B. K. Chakravarthy, Head, Industrial Design Centre at IIT-Bombay, said the main idea behind the project is to create an integrated solution for energy efficient and eco-friendly houses and high-quality mass production of building materials that can bring down the cost of construction by 10-20 per cent in the urban areas and by 40-50 per cent in the rural market.
According to Chakravarthy, the pilot project, likely to come up in Uran in Navi Mumbai, will take at least six months to start. Given the complex issues of construction and cost of land, the housing projects are likely to come up on the outskirts of cities.
Krithi Ramamrithan, Head, Centre of Urban Science and Engineering at IIT-Bombay, said: “Through this project, we aim to improve the quality of life by providing better living conditions and better resources available without increasing the cost.” He added a prototype was ready but the project’s take-off would depend on how soon the Government makes the funds and space available.
Arun Misra, Secretary, Ministry of Housing and Urban Poverty Alleviation, who had a meeting with the brains behind the project at IIT-Bombay last week, said the major concern before the housing sector was the unregulated price hike in key construction materials, coupled with a shortage of the workforce and the speed of execution.

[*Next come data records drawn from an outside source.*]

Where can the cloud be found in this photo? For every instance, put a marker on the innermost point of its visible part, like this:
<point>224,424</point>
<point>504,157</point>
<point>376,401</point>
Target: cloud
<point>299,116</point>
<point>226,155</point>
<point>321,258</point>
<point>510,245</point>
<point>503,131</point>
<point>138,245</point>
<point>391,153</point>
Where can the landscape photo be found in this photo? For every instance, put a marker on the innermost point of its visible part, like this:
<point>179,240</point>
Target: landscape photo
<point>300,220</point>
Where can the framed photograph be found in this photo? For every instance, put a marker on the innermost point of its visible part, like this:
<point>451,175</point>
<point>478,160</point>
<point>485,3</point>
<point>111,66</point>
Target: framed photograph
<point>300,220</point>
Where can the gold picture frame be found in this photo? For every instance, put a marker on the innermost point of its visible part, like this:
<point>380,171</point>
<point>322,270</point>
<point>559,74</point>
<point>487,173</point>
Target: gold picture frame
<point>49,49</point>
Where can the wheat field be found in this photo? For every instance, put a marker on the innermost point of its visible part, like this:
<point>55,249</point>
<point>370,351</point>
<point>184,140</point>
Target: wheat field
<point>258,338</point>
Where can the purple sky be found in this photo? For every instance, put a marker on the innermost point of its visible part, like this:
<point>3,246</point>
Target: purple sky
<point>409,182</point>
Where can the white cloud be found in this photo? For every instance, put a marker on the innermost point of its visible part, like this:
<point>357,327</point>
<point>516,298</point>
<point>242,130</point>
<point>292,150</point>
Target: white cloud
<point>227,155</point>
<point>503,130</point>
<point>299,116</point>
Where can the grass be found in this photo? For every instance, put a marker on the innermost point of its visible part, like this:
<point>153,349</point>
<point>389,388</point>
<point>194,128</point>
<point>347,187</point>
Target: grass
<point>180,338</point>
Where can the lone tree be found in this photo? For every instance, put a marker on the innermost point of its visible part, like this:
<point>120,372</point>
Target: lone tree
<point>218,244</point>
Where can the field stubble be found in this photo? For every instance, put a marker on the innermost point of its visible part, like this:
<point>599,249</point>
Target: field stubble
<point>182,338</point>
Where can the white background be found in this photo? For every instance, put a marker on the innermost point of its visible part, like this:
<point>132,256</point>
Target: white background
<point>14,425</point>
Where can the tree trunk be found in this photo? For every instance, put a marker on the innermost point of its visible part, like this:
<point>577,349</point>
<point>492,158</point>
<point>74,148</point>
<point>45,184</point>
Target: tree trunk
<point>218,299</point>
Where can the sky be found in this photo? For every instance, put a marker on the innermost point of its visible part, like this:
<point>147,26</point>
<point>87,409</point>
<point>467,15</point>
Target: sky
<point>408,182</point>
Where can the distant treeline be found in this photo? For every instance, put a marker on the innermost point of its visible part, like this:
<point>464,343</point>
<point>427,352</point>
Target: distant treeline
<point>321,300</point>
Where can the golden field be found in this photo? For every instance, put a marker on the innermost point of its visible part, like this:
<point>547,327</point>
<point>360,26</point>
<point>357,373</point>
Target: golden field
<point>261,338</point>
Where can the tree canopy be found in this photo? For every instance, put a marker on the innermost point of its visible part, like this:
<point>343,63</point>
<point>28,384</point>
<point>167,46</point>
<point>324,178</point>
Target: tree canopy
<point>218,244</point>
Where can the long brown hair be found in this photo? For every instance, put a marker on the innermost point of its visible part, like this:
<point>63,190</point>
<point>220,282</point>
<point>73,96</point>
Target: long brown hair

According to a study by industry body Assocham, building materials such as steel and cement, and labour constitute almost 75 per cent of the overall construction cost.
However, he said this alternative technology would not necessarily bring down the house price for the end user, but it would definitely speed up execution. “If the volumes are large through speeding up of construction, there will be a price advantage eventually,” said Misra.
The ultimate aim was to make this technology available to the general public in partnership with the private sector, he added.
Besides developing low-cost building technology, IITs would also be roped in for undertaking training programmes for municipality engineers and other government officers in this effort.